Heilige Orte, populäre Erinnerung und translokale Praxis im südlichen Swahili-Raum

Dr. Chanfi Ahmed
PD Dr. Achim v. Oppen

Zusammenfassung des Abschlussberichts der Gruppe
Gegenstand dieses Projekts waren kulturelle Praktiken des populären Islam, die sich im Laufe des 20. Jahrhunderts an verschiedenen heiligen Orten der Komoren und der südlichen Küste Tansanias entwickelt haben. Im Mittelpunkt der Forschung standen Praktiken der Erinnerung an den Gräbern großer geistlicher Führer der Bruderschaft (tariqa) Shadhiliyya-Yashrutiyya, die im Laufe der letzten 100 Jahre eine große Bedeutung bei der Verbreitung des Islam in der Region hatte und bis heute viele Anhänger zählt. Die Untersuchung dieser Praktiken konzentrierte sich insbesondere auf die Erweiterung religiöser, sozialer und räumlicher Horizonte, die die Gläubigen dadurch erreichen. Ziel des Projekts war eine historische Erkundung der Dynamik von lokaler Einbindung und translokaler Öffnung in diesem Raum, die im Spannungsverhältnis zum Nationalstaat einerseits und zu islamisch-universalistischen Reformbewegungen andererseits steht. Neben Archiv- und literaturgestützten Arbeiten wurden empirische Feldforschungen mit teilnehmenden Beobachtungen und Interviews an verschiedenen Orten durchgeführt, und zwar zunächst an ausgewählten zawiya und Grabstätten auf Ngazidja, der Hauptinsel der Komoren, und dann an verschiedenen Zentren der Shadhiliyya, in Dar es Salaam, im Gebiet Kilwa-Lindi und in Korogwe in Tansania.

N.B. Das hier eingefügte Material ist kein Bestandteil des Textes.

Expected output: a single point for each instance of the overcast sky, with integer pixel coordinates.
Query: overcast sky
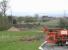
(31, 7)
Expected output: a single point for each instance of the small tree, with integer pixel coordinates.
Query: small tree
(3, 6)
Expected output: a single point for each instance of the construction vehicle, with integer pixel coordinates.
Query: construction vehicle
(55, 37)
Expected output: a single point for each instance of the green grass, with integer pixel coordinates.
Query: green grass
(10, 41)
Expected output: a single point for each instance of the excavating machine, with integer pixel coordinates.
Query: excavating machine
(55, 37)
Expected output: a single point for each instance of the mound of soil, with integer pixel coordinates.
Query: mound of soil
(13, 29)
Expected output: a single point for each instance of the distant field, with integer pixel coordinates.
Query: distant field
(11, 40)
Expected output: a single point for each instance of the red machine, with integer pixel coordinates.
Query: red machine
(57, 37)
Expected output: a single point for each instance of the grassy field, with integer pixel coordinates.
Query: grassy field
(11, 40)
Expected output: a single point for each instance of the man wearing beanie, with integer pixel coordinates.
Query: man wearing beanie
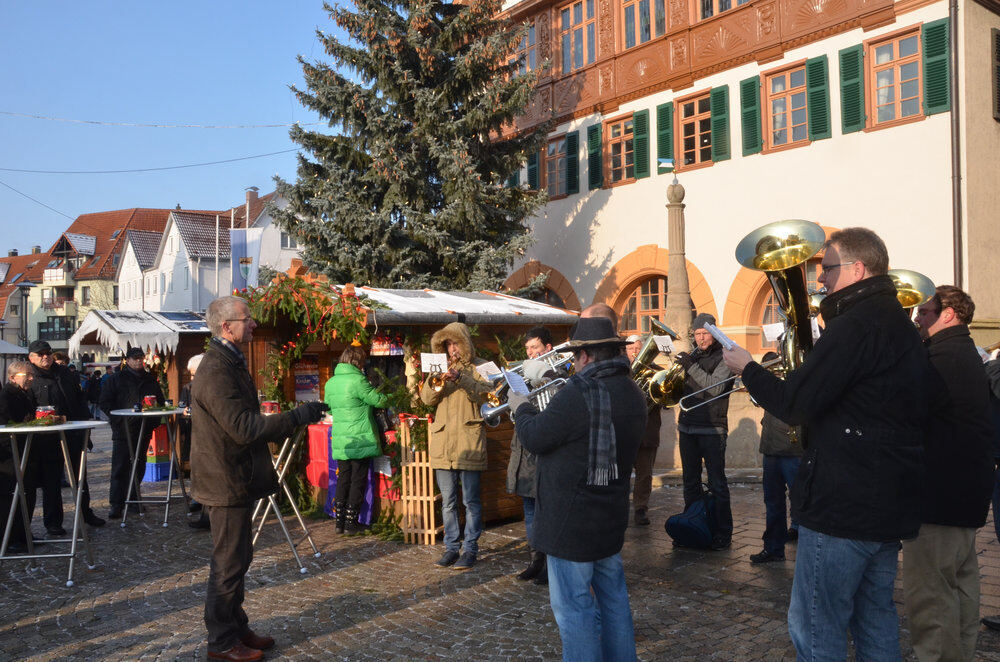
(702, 430)
(124, 389)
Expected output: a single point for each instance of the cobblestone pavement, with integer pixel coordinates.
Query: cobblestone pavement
(363, 599)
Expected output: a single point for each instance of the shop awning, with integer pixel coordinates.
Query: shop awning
(116, 330)
(442, 307)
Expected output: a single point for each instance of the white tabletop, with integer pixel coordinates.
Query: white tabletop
(130, 412)
(69, 425)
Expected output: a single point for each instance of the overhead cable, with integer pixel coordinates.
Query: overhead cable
(117, 172)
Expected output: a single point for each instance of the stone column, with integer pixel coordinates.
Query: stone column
(680, 308)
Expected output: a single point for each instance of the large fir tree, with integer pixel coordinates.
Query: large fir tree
(410, 188)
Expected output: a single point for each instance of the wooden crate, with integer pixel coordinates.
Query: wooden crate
(419, 503)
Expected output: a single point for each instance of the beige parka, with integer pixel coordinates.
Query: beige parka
(457, 437)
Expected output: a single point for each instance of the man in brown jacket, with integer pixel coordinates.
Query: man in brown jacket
(457, 445)
(230, 469)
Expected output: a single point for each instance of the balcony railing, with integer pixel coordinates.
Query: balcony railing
(54, 303)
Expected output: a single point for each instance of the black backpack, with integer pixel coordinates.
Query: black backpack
(695, 527)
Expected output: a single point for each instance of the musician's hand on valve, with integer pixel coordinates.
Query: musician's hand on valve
(737, 359)
(684, 359)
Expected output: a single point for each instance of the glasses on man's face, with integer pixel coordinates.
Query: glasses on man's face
(831, 267)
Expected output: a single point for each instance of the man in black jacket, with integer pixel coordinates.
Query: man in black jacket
(940, 567)
(54, 385)
(124, 389)
(230, 469)
(17, 405)
(861, 395)
(702, 431)
(585, 442)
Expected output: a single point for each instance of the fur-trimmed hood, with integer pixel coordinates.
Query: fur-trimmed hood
(459, 334)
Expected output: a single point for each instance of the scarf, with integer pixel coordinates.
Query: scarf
(603, 452)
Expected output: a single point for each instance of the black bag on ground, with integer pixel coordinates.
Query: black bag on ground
(695, 527)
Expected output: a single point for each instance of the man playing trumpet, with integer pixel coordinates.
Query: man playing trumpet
(457, 443)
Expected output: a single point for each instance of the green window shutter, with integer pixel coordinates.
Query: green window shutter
(852, 89)
(640, 142)
(937, 83)
(719, 99)
(750, 115)
(533, 171)
(594, 177)
(573, 162)
(818, 98)
(664, 136)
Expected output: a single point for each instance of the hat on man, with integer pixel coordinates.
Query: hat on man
(701, 320)
(592, 331)
(39, 347)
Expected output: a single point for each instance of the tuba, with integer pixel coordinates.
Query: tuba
(663, 386)
(780, 250)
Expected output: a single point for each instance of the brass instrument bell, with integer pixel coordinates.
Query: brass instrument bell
(912, 287)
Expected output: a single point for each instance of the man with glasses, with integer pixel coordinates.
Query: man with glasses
(860, 394)
(231, 468)
(17, 405)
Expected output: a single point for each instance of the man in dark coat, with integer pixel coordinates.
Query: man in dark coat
(521, 466)
(124, 389)
(782, 455)
(17, 405)
(231, 468)
(940, 566)
(54, 385)
(703, 429)
(861, 394)
(586, 442)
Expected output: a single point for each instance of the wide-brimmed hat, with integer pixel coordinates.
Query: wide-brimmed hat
(592, 331)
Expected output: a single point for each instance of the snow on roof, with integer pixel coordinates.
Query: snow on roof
(441, 307)
(84, 244)
(118, 329)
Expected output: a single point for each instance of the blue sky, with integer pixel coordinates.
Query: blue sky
(179, 62)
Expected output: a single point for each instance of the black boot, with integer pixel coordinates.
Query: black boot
(340, 510)
(352, 525)
(537, 565)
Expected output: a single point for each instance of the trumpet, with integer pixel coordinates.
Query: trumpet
(766, 364)
(436, 380)
(491, 414)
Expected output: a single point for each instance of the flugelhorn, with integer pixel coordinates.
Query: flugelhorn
(491, 414)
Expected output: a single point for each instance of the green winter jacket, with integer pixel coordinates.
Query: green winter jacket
(351, 398)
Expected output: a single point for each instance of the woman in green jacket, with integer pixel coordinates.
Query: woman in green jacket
(353, 437)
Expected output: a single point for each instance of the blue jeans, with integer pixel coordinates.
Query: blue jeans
(590, 603)
(843, 584)
(448, 480)
(996, 500)
(529, 515)
(711, 448)
(779, 474)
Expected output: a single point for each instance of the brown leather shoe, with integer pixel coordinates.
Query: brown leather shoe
(254, 640)
(238, 653)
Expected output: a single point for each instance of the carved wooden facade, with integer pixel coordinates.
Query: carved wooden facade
(760, 30)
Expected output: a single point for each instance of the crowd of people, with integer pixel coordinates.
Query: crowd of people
(884, 439)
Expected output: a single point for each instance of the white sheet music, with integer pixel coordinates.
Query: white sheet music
(430, 362)
(723, 339)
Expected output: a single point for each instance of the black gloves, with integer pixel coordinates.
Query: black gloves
(310, 412)
(684, 359)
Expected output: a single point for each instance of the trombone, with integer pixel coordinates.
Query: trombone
(726, 393)
(491, 413)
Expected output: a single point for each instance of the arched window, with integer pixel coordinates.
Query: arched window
(550, 297)
(770, 313)
(648, 299)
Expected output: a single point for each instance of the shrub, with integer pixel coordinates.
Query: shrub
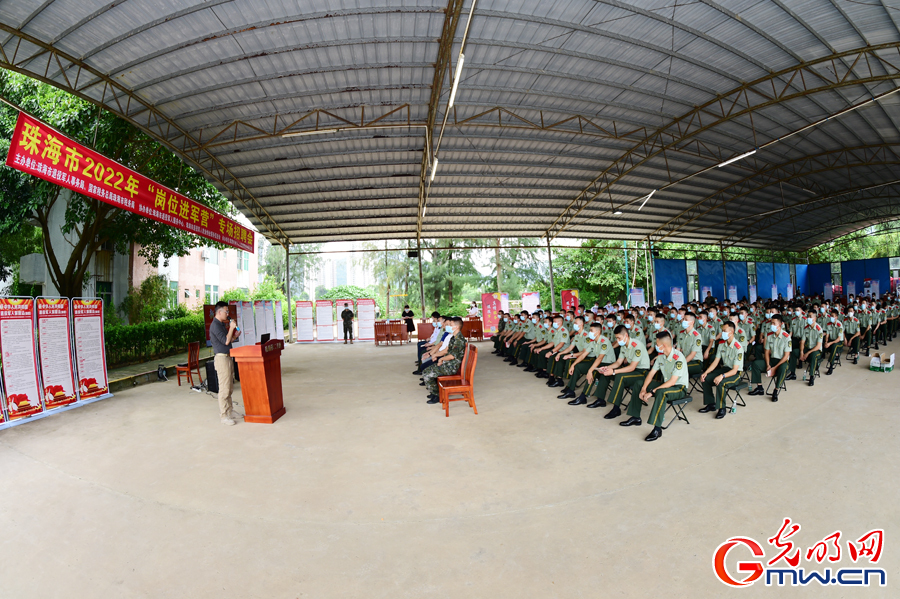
(130, 344)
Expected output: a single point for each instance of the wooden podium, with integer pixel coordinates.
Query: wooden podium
(260, 367)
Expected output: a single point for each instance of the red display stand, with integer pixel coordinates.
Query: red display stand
(260, 367)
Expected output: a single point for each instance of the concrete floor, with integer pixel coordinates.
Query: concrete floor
(363, 490)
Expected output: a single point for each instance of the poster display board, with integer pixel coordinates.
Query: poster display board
(248, 324)
(19, 360)
(490, 312)
(304, 322)
(365, 318)
(54, 329)
(239, 319)
(39, 150)
(569, 300)
(90, 348)
(504, 302)
(279, 320)
(324, 320)
(636, 296)
(261, 323)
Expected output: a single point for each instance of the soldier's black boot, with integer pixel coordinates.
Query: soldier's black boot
(655, 434)
(579, 401)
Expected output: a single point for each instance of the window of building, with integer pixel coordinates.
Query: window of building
(173, 294)
(104, 292)
(243, 260)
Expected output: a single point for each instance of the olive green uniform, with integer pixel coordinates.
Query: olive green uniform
(731, 355)
(673, 365)
(778, 344)
(456, 348)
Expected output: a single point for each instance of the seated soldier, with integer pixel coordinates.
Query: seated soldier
(834, 339)
(777, 351)
(440, 348)
(526, 331)
(630, 367)
(570, 361)
(671, 364)
(811, 344)
(449, 363)
(851, 333)
(425, 345)
(690, 342)
(599, 352)
(541, 343)
(724, 372)
(558, 339)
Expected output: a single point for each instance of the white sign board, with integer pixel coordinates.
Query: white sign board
(304, 322)
(324, 320)
(279, 321)
(365, 314)
(637, 298)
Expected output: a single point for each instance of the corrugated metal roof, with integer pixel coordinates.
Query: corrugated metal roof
(561, 116)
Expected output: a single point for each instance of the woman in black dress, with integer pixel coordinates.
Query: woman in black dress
(408, 317)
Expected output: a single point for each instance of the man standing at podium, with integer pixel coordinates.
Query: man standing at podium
(347, 317)
(222, 332)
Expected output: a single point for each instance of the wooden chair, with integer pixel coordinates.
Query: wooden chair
(193, 363)
(460, 384)
(382, 332)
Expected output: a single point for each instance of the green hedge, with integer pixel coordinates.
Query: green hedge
(131, 344)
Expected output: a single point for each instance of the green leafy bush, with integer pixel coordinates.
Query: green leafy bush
(131, 344)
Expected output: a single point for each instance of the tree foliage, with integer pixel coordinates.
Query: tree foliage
(90, 223)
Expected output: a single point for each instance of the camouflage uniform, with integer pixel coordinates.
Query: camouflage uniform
(456, 348)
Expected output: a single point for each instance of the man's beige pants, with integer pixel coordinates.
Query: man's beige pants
(225, 372)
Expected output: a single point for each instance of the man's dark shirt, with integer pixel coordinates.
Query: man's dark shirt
(218, 333)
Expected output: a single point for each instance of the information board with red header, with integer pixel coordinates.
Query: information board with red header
(39, 150)
(54, 328)
(569, 299)
(324, 320)
(19, 359)
(90, 349)
(491, 305)
(304, 322)
(365, 314)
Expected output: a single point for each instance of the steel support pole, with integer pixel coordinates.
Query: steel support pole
(289, 307)
(552, 287)
(421, 279)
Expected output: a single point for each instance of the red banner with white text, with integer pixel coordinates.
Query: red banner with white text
(39, 150)
(20, 373)
(55, 351)
(90, 350)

Während die Planung, Reflexion und Präsentation der Forschungen teilweise von den beiden Projektbearbeitern gemeinsam getragen wurde, ist die eigentlichen Forschungs- und Auswertungsarbeit weitgehend von Dr. Chanfi Ahmed geleistet worden. Die Ergebnisse des Projekts lassen sich in knapper Form wie folgt zusammenfassen: Die wichtigsten religiösen Feiern der Shadhiliyya in Ostafrika sind die "Saba Ishrini" genannten jährlichen Gedenkveranstaltungen am Todestag al-Macrufs, des ersten Gründers dieser Bruderschaft in der Region. Zumindest im Bewußtsein der aktiven Anhänger bekräftigen sie die translokale Zugehörigkeit zu einer gemeinsamen geistlichen Tradition, die über eine quasi genealogische "Kette" (Silsila) von Lehrer-Schüler-Beziehungen vermittelt ist. Auf den Komoren, der Heimat al-Macrufs, konnten die Bearbeiter feststellen, daß diese Feiern inzwischen von den Anhängern der Shadhiliyya an vielen Orten parallel begangen werden. Zugleich aber werden sie durch Radioübertragung, öffentliche Diskussionen u.ä. zu einer Grundlage der nationalen Kultur stilisiert. In Tansania hingegen werden die Saba-Ishrini-Feiern zwar zur gleichen Zeit abgehalten, aber zum Gedenken an Sheikh Husseins benutzt, den Shadhiliyya-Gründer auf dem Festland. Hier (insbesondere im Südosten) findet nacheinander eine Serie von Gedenkveranstaltungen an verschiedenen Orten statt, die von den aktivsten Anhängern in Form einer "Karawane" der Reihe nacheinander besucht werden. Diese Veranstaltungen, an denen Anhänger aus der Umgebung und Gäste aus der ganzen Großregion teilnehmen, dienen der Inszenierung des Einflusses der Tariqa und ihres Führers.
Die translokalen Beziehungen der Shadhiliyya-Yashrutiyya mit ihrem historischen Hauptsitz im Nahen Osten (heute: Amman, Jordanien) sind weitgehend abgebrochen. Dort scheinen aus wirtschaftlichen Gründen die Kontakte mit Migrantengemeinden in Europa und Amerika Priorität zu haben. Die ostafrikanischen Führer der tariqa haben dagegen inzwischen, besonders durch Pilgerreisen, neue Verbindungen mit palästinensischen und syrisch-libanesischen Migranten in den Golfstaaten geknüpft. Diese Wiederbelebung der Translokalität der tariqa wird erheblich von der politischer Liberalisierung und Zunahme an Mobilität in der Region gefördert. Die untersuchten Praktiken kollektiver Erinnerung an die gemeinsamen Gründer und Lehrer werden so zum Ausdruck der Erneuerung eines älteren zivilisatorischen Großraums, der deutlich über die sogenannte "Welt der Swahili" hinausreicht.